Pourquoi je donne de l’importance au Camino Francès ? On passe beaucoup de temps à regarder les autres pèlerins – cette tendance à être toujours dans la comparaison personnelle pour se « corriger » au mieux – un mieux pour se restaurer, dormir et se soigner. Au-delà de la découverte physique de ce monde nouveau, il y a les rencontres sur le chemin, dans les albergues de cette longue et belle épreuve.

Le petit salon, à côté du dortoir, et c’est la même organisation à chaque étage du gite de l’abbaye de Roncesvallès, la première halte en Espagne, avec un bon wi-fi, est un espace où dans le calme chacun peut se concentrer sur ce qu’il doit faire, une fois bien installé, toilette faite… en attendant de faire un tour dans les environs pour prendre une bière au bar du coin et réserver une place pour le dîner.

 Et c’est là qu’un jeune m’a adressé la parole. Il était dans un petit groupe qui faisait une halte dans l’ascension du col de Lepeoder… et il m’a vu monter à ma main. C’était son premier chemin. Il s’est dit intéressé par l’utilisation de deux bâtons – c’était sa première étape sur un chemin de Compostelle). Il y voyait une certaine efficacité. Je lui ai dit que c’est de la marche nordique, dans un rythme synchronisé des bâtons avec le mouvement des jambes, ce qui fait que le marcheur a toujours deux points d’appui sur le sol. Et que s’il lui arrivait de chuter, il pourrait aller jusqu’à toucher le sol, mais dans un mouvement bien amorti. Sans compter que les bâtons supportent à peu près 10% du poids du sac – je ne suis pas un spécialiste de cette méthode, mais après avoir fait mon premier chemin avec un bâton en bois en 2 011, je me suis mis à cette pratique dans tous autres les chemins que j’ai faits ensuite, année après année.

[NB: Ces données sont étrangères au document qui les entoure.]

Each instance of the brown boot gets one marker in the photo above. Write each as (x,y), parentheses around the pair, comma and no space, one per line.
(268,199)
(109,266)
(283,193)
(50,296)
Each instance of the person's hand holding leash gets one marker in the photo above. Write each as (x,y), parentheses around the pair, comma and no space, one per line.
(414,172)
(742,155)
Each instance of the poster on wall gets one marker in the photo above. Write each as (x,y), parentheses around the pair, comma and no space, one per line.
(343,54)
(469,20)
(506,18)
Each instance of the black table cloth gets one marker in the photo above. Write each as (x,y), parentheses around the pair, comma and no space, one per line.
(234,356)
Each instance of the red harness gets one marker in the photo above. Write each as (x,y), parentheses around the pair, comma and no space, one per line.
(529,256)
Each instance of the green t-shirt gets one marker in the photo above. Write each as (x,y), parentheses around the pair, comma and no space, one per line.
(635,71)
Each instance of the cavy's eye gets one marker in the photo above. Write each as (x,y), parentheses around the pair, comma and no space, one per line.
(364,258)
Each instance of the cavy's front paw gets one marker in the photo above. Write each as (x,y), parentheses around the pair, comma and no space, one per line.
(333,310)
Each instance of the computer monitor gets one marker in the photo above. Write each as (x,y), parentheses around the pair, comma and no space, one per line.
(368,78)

Nous avons discuté un peu de tout, de Compostelle, bien entendu ; et d’apprendre que les siens ont été un peu surpris de sa volonté à y aller au plus vite. Je lui ai surtout dit que ça me faisait vraiment plaisir de voir des jeunes sur le chemin, que ce qu’il engrangeait lui sera plus que profitable dans la vie. Et surtout, qu’il y reviendra certainement, et en insistant sur l’idée que le mieux est de bien réussir ce premier chemin. Je ne l’ai plus revu sur tout le camino, mais à chacun sa gestion du temps et de l’espace.